Welcome To Pakstan on The Hudson

 

I don’t care if Monday’s blue
Tuesday’s grey and Wednesday too
Thursday I don’t care about you
It’s Friday, I’m in love

The Cure

So I asked a specialist friend for a size market in some financial put, he told me I could go ………nevermind. As I look now, GS Oct puts are quoted $3 wide or so bid to ask, roughly 10 up (the quantity of contracts bid and offered). MS markets a little deeper, though very wide. Especially so considering it’s only a $26 stock.

What I am waiting for though is a perp. walk from someone who is assigned some GS calls after the close today. Oh, the Humanity!

Anyway, nothing I like better than cutting and pasting something I already wrote. And as long as the Ben and Hank are going to time their biggest ammo to kick in before the market opens on Expiration Friday, I’m going to keep running this as my description of just what it is they are doing to options shorts.

So without further ado, this from August 07 when Big Ben made it rain with a surprise Discount Rate cut pre-open.

So how does putting a market-moving Fed action as close to expiration as humanly possible have the maximal turbo effect? One word: Gamma.

Consider a world where there is just one option, ATM SPY calls. They have a 50 delta, so let’s say there is an open interest of 100 where each call gives you the right to buy 100 SPY’s. If they are ATM, the calls have approximately a 50 delta, so presumably the call shorts own 5000 SPY’s, while the longs are short the SPY’s.

But the delta changes as the stock moves. That’s the gamma. Let’s say the gamma is 10, so in other words if SPY lifts a point, the calls now have a 60 delta. The longs can thus sell 1000 SPY’s up a point, while the shorts have to buy 1000 up a point in order to both stay flat. The quantities are always going to offset, options are a zero sum game, so it becomes all about the urgency of the two sides.

And who has more urgency lately? Clearly the options shorts. So it stands to reason that the higher gamma gets, the more turbo in the stock.

The closer you get to expiration, the higher the gamma. And the more pressure on the side that is squeezed. In other words with a few days to go, maybe that gamma is 20. So a one point move causes the scrambling shorts to buy 2000, while the longs can sell 2000, probably at prices more their liking.

And what if it turns back down to the strike? The option shorts now have to sell back those 2000 shares to flatten out again. And so on and so forth.

And then the next day maybe they have 30 gamma near the money. Even more pressure in each direction exerted by the shorts in this environment.

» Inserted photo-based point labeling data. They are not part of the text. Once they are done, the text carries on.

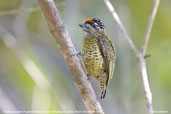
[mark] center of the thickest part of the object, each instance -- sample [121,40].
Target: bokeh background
[34,75]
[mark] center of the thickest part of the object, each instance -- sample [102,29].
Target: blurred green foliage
[24,36]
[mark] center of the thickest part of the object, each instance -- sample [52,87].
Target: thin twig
[150,24]
[68,50]
[139,55]
[122,28]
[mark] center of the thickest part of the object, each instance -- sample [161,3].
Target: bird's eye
[95,25]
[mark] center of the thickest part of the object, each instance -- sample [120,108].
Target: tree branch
[139,55]
[68,50]
[150,24]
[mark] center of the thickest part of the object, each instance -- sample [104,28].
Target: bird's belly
[93,63]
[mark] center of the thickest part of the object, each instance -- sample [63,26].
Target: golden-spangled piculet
[98,52]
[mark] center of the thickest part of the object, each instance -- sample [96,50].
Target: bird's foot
[88,77]
[78,53]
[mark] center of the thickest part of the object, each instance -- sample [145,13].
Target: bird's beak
[82,25]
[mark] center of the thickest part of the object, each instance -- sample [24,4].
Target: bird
[98,52]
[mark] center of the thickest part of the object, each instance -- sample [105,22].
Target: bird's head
[93,27]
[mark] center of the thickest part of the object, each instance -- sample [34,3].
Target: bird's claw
[88,77]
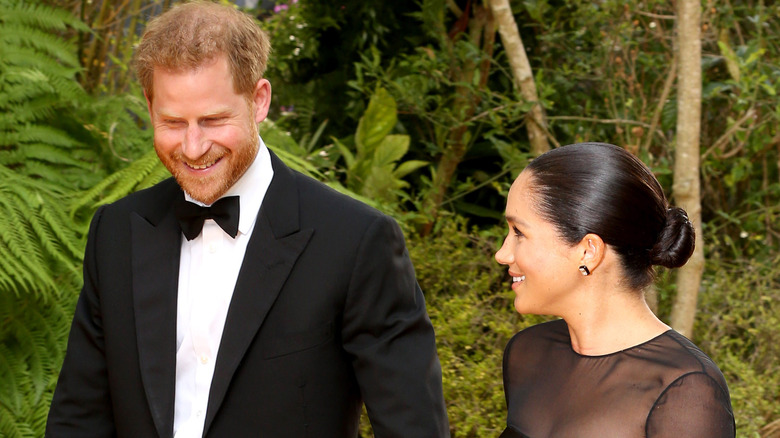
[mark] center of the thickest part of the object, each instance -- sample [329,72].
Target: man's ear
[591,251]
[262,99]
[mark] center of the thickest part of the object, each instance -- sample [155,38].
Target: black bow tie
[191,216]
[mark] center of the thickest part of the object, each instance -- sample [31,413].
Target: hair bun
[675,241]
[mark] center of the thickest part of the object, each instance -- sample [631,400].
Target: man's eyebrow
[510,218]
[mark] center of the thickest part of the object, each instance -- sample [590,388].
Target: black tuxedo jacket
[326,314]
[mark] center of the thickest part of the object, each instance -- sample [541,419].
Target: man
[279,325]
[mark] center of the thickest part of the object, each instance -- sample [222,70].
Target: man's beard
[209,189]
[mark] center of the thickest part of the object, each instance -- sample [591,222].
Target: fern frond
[143,172]
[32,344]
[37,240]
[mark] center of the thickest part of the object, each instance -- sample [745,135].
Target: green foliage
[38,92]
[374,170]
[737,325]
[471,307]
[33,333]
[38,247]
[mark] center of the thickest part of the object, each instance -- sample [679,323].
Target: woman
[587,222]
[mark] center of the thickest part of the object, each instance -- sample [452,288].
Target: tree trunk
[686,189]
[521,71]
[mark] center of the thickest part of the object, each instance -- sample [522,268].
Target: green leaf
[391,149]
[376,123]
[408,167]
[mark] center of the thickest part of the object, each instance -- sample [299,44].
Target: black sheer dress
[665,387]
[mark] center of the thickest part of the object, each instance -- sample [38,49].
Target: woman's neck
[608,321]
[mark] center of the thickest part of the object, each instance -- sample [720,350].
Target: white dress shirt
[207,276]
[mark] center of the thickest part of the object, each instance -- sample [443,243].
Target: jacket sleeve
[389,335]
[81,405]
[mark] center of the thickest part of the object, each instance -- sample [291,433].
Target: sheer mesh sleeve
[695,405]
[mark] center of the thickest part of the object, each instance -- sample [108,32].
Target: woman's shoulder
[688,358]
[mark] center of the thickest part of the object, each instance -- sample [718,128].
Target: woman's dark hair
[602,189]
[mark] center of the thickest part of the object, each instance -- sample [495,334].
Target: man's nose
[194,144]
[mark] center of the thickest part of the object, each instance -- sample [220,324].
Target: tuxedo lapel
[155,264]
[276,243]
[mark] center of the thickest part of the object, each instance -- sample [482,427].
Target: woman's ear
[591,251]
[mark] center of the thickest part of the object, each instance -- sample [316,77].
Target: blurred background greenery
[411,106]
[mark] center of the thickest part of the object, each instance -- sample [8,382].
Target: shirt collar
[250,188]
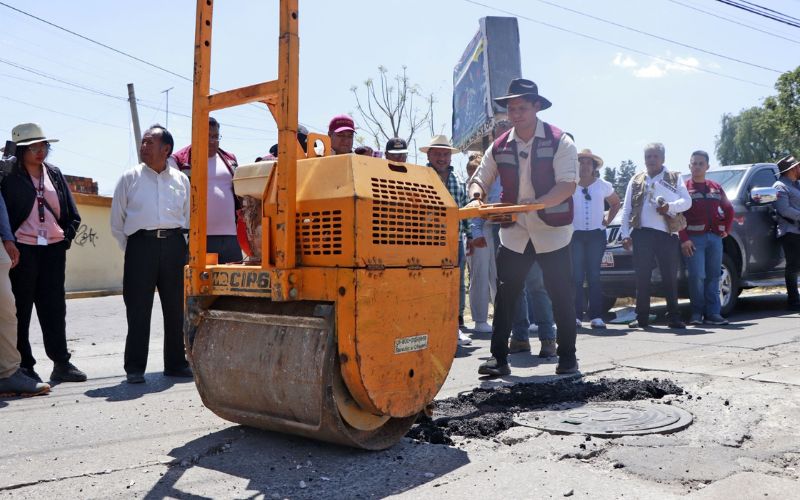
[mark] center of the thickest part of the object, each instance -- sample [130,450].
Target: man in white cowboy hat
[589,236]
[536,163]
[440,153]
[651,218]
[788,207]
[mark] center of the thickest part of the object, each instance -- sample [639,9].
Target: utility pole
[167,92]
[137,132]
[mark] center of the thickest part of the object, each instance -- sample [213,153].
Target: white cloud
[624,61]
[656,68]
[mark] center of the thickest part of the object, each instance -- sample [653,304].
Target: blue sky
[613,98]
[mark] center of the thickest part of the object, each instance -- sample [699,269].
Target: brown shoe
[518,346]
[548,349]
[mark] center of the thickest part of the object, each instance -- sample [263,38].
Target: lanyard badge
[41,234]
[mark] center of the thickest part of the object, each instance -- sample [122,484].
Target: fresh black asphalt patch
[484,413]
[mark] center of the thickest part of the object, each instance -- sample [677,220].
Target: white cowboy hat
[25,134]
[587,153]
[441,142]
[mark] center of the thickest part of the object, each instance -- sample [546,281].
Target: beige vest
[674,224]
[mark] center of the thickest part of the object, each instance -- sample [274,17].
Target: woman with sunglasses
[589,236]
[44,220]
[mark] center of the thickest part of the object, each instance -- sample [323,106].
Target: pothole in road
[485,413]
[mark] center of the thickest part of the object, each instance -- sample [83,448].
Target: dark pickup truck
[751,255]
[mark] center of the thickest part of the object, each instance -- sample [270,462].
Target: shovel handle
[504,211]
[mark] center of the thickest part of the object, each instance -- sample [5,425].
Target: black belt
[160,233]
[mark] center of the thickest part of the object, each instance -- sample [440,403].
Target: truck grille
[407,213]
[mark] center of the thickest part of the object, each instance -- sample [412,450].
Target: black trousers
[650,244]
[38,280]
[512,268]
[154,264]
[791,250]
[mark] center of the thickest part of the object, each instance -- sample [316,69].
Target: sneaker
[31,373]
[492,368]
[567,367]
[716,319]
[548,349]
[482,327]
[518,346]
[67,372]
[185,372]
[676,324]
[638,324]
[598,324]
[19,384]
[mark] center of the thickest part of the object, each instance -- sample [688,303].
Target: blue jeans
[462,289]
[587,254]
[533,306]
[704,268]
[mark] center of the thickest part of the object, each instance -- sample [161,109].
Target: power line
[657,37]
[771,10]
[734,21]
[61,113]
[617,45]
[125,54]
[762,13]
[90,40]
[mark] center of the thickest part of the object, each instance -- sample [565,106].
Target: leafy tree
[620,176]
[766,132]
[392,106]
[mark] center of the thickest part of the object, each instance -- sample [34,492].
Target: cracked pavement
[107,439]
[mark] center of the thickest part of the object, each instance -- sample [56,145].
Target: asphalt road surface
[107,439]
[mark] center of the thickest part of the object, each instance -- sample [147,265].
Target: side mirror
[763,195]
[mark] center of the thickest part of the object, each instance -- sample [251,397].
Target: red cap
[340,123]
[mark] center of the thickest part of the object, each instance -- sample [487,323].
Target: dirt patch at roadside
[484,413]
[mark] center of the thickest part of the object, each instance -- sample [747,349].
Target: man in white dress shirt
[149,216]
[651,219]
[536,163]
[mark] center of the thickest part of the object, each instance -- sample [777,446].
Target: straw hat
[25,134]
[441,142]
[587,153]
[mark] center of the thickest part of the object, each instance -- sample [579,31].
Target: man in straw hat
[589,238]
[536,163]
[788,208]
[440,153]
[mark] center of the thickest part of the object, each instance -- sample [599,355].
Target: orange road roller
[342,325]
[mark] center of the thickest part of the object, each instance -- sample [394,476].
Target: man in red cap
[341,130]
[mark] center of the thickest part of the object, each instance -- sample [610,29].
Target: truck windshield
[728,179]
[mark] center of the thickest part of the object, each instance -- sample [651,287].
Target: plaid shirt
[459,194]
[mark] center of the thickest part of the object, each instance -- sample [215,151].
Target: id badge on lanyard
[41,234]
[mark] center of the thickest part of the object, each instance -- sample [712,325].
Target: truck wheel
[729,286]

Which brings us to Friday. Gamma is essentially infinity in the SPX August options. They have stopped trading. They are merely cashed out at the "opening" price (defined as whatever the calculation formula spits out taking the opening tick from each component). The rate cut and market pop comes an hour and change ahead of the open. All a call short can do to defend his position is chase futures/ETF’s up. Some OTM calls he is short now have a 100 delta between now and the open. Sure there is an offsetting long that can sell the futures/ETF’s, but who has the urgency here? Clearly the squeezed short. And thus the kindling wood lit by the Bernanke match.

Throw in a similar dymamic on all other index/ETF options that expire at the end of the day, and Big Ben literally found the perfect minute to cause the most pain to options sellers.